🤖 AI Summary
Real-time sampling-based model predictive control (SPC) for quadrupedal robots in contact-rich dexterous manipulation suffers from low sample efficiency, high horizon requirements, and poor task adaptability. Method: This paper proposes a generative predictive control (GPC) framework that directly learns the distribution of control sequences generated by SPC in simulation using a conditional flow matching model, establishing a data-driven generative prior to provide high-quality initial sampling distributions for online planning. GPC requires neither gradient-based optimization nor iterative refinement and enables end-to-end simulation-to-real transfer. Contribution/Results: Experiments demonstrate that GPC significantly improves sample efficiency and planning speed, reduces required prediction horizon, and exhibits strong generalization and robustness across diverse task variants.
📝 Abstract
We present a generative predictive control (GPC) framework that amortizes sampling-based Model Predictive Control (SPC) by bootstrapping it with conditional flow-matching models trained on SPC control sequences collected in simulation.
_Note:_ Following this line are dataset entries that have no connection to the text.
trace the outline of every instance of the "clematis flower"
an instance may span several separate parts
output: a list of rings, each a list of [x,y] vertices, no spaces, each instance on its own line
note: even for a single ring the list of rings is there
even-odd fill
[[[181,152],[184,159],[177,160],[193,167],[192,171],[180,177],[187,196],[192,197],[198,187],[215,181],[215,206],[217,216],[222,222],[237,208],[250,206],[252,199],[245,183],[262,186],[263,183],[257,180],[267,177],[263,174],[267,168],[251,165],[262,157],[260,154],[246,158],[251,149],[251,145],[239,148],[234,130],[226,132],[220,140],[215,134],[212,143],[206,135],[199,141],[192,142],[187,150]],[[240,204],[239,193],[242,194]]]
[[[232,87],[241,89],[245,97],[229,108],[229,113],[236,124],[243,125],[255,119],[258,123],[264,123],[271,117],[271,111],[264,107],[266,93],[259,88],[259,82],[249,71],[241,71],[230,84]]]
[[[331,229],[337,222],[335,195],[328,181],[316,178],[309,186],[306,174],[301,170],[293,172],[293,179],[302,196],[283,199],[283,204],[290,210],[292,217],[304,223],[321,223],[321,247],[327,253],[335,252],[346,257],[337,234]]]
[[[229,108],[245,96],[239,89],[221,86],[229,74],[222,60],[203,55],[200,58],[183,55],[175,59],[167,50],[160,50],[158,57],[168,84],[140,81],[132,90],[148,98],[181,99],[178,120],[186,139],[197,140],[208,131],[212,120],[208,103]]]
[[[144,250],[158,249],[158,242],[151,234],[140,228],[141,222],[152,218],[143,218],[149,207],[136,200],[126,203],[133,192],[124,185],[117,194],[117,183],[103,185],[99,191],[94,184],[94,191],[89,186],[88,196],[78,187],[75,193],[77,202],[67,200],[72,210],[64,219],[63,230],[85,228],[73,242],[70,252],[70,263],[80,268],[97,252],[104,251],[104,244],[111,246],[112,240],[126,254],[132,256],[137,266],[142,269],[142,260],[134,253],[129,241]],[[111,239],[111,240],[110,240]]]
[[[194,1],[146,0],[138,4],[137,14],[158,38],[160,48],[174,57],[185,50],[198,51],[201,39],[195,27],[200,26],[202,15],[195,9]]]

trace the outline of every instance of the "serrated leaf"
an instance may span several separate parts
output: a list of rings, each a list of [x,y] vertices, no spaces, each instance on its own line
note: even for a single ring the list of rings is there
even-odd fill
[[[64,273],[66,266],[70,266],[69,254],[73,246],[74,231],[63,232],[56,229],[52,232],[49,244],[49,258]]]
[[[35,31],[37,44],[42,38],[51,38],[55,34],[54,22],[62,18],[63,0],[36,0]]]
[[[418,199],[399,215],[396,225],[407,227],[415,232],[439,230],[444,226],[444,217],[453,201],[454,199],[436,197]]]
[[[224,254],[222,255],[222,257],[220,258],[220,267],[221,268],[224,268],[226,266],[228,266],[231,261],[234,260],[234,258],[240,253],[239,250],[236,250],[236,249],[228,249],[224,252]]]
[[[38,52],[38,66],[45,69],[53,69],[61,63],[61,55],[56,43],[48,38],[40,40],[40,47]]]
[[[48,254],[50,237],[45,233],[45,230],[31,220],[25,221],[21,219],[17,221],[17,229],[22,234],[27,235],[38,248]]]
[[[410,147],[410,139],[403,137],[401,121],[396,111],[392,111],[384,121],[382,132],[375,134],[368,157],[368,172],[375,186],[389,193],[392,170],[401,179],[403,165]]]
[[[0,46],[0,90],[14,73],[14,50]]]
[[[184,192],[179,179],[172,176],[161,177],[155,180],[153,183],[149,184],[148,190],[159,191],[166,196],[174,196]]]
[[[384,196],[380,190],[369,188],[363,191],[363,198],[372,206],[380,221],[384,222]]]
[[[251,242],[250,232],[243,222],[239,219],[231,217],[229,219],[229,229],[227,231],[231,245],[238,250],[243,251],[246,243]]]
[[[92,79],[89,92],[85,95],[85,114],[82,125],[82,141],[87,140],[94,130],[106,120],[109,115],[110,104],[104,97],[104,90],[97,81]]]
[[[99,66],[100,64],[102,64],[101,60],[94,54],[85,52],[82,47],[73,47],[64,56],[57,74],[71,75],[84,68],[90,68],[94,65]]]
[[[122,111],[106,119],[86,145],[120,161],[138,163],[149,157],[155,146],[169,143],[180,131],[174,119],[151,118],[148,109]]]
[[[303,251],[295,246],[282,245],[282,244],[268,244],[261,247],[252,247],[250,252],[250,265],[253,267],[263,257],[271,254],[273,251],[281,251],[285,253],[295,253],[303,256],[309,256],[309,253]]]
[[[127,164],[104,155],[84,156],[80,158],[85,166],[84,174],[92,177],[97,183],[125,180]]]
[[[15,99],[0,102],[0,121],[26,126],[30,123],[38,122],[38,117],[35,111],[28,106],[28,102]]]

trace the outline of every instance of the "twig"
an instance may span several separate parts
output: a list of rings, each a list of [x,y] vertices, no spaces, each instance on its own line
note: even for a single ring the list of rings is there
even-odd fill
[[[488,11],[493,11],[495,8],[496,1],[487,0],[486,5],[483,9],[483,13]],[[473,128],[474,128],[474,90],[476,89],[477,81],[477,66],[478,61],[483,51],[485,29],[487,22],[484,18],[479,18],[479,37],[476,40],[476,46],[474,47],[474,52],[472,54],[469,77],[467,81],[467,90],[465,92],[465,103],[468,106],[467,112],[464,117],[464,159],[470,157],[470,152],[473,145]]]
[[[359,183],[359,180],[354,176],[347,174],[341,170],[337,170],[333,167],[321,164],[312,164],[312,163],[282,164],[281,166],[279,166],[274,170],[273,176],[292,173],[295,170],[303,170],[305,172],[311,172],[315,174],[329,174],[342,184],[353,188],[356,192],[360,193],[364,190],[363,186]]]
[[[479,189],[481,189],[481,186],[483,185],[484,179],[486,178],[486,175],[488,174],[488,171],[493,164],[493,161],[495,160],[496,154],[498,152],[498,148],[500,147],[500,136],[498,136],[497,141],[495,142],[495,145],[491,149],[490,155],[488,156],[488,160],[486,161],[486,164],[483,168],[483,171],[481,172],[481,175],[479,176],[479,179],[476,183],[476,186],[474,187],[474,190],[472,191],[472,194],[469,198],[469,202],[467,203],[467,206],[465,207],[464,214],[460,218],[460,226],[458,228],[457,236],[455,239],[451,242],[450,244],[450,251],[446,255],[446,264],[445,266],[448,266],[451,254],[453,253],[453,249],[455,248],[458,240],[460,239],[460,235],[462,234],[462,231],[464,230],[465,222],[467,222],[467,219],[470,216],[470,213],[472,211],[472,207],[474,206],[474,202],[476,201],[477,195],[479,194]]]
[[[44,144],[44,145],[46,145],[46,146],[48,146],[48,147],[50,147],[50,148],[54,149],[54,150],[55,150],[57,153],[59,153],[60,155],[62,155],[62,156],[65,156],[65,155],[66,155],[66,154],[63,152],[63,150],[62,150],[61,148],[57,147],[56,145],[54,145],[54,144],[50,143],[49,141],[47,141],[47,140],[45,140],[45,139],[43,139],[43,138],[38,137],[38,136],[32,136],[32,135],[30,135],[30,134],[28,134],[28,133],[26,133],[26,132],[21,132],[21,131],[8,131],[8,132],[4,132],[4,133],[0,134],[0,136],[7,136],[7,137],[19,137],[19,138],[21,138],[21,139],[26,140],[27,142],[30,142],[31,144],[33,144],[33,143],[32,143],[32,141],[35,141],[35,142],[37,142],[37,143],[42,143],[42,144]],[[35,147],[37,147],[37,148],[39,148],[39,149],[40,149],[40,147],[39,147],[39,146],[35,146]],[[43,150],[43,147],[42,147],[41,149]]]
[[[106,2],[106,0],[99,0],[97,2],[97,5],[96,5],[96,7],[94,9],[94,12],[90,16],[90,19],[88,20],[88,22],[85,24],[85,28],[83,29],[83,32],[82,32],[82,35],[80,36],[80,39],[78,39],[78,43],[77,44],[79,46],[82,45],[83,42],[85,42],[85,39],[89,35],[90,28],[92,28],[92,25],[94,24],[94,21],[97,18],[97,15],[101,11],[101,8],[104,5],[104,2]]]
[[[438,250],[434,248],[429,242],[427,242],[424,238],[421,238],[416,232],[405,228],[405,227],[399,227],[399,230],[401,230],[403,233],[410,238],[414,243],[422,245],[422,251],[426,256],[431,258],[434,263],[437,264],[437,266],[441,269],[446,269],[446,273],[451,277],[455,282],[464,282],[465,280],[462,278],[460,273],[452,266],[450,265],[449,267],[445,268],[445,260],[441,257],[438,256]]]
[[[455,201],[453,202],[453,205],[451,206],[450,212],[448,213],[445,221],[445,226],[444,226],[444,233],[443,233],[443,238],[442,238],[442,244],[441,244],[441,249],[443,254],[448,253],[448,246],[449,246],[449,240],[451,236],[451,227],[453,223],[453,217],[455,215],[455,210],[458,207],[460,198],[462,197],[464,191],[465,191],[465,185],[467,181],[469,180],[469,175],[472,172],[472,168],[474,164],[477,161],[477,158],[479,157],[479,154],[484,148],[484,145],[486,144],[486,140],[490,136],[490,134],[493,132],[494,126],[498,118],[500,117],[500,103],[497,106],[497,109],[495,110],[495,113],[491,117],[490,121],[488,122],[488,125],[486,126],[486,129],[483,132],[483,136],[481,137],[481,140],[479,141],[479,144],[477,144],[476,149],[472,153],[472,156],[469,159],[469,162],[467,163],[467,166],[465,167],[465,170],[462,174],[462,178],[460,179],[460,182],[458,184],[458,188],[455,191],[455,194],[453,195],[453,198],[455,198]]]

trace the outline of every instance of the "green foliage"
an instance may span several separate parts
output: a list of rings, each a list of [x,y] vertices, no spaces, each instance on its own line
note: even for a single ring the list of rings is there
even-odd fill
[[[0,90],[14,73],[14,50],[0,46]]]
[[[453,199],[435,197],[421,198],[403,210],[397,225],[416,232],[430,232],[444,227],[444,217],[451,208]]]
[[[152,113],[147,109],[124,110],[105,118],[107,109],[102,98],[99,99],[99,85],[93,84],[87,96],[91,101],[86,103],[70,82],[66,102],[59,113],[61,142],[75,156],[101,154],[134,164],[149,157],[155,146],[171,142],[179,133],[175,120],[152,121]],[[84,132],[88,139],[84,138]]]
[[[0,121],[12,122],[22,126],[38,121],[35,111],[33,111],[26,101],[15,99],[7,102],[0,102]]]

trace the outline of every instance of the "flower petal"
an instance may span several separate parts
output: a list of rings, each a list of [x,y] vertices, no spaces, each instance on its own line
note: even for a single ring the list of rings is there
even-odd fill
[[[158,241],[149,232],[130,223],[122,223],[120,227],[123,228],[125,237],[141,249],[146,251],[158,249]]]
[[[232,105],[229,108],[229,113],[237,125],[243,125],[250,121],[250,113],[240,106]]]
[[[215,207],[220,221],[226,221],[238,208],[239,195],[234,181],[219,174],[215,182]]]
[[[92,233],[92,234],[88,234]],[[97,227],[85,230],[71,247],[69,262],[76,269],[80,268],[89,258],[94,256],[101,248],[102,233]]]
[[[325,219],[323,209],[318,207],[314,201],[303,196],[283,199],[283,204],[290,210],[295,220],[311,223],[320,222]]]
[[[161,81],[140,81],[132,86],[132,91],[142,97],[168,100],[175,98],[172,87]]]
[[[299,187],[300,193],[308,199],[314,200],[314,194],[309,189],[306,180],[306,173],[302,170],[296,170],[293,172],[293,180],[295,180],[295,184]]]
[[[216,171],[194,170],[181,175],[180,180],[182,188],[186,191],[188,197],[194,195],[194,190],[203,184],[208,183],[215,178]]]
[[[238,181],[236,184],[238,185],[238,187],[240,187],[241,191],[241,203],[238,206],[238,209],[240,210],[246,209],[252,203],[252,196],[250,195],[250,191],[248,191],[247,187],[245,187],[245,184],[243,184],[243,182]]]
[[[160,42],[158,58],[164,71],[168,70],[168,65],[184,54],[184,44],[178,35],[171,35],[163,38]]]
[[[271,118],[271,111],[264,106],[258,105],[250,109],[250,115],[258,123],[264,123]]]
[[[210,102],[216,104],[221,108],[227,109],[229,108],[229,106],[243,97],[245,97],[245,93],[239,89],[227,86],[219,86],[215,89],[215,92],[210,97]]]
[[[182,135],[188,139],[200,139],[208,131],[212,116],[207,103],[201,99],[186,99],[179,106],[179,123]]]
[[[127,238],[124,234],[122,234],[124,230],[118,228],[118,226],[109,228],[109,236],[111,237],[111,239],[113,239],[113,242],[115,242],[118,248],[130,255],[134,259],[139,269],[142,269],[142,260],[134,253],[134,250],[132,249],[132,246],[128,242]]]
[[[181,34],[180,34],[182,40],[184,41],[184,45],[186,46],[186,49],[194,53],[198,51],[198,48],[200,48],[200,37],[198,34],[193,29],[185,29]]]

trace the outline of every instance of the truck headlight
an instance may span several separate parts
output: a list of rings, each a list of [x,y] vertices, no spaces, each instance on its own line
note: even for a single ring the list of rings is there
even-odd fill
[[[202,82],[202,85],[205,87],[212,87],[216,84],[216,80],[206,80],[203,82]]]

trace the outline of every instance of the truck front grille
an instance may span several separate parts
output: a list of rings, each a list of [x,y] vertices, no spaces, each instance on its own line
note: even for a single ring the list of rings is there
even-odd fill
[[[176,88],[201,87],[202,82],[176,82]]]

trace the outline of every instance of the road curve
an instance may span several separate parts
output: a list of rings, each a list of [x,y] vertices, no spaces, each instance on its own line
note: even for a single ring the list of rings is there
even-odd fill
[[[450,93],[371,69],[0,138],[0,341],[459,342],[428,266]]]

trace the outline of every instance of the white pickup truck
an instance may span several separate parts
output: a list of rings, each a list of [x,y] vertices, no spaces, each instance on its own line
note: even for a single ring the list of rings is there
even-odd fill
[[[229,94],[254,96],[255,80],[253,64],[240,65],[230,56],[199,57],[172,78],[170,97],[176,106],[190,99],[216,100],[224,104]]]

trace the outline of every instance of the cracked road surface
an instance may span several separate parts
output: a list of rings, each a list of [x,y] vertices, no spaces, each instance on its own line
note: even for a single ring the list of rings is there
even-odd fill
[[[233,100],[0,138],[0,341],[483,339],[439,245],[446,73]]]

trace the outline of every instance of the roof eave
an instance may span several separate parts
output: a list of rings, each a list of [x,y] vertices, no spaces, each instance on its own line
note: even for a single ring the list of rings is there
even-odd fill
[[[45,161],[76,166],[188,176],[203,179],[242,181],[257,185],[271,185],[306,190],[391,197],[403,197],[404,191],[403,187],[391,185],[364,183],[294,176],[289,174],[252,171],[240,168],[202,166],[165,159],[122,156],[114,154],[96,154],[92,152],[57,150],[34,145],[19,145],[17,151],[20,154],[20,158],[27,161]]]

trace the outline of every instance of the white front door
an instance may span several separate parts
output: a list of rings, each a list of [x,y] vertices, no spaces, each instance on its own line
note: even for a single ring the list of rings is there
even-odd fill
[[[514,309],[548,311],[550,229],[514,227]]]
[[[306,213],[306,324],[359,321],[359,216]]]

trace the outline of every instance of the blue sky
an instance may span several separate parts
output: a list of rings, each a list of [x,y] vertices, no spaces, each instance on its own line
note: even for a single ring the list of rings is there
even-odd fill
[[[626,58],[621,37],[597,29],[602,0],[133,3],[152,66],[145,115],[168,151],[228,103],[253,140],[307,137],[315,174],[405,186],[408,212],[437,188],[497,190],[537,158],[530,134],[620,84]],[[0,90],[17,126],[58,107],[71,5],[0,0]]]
Unlike prior work relying on iterative refinement or gradient-based solvers, we show that meaningful proposal distributions can be learned directly from noisy SPC data, enabling more efficient and informed sampling during online planning. We further demonstrate, for the first time, the application of this approach to real-world contact-rich loco-manipulation with a quadruped robot. Extensive experiments in simulation and on hardware show that our method improves sample efficiency, reduces planning horizon requirements, and generalizes robustly across task variations.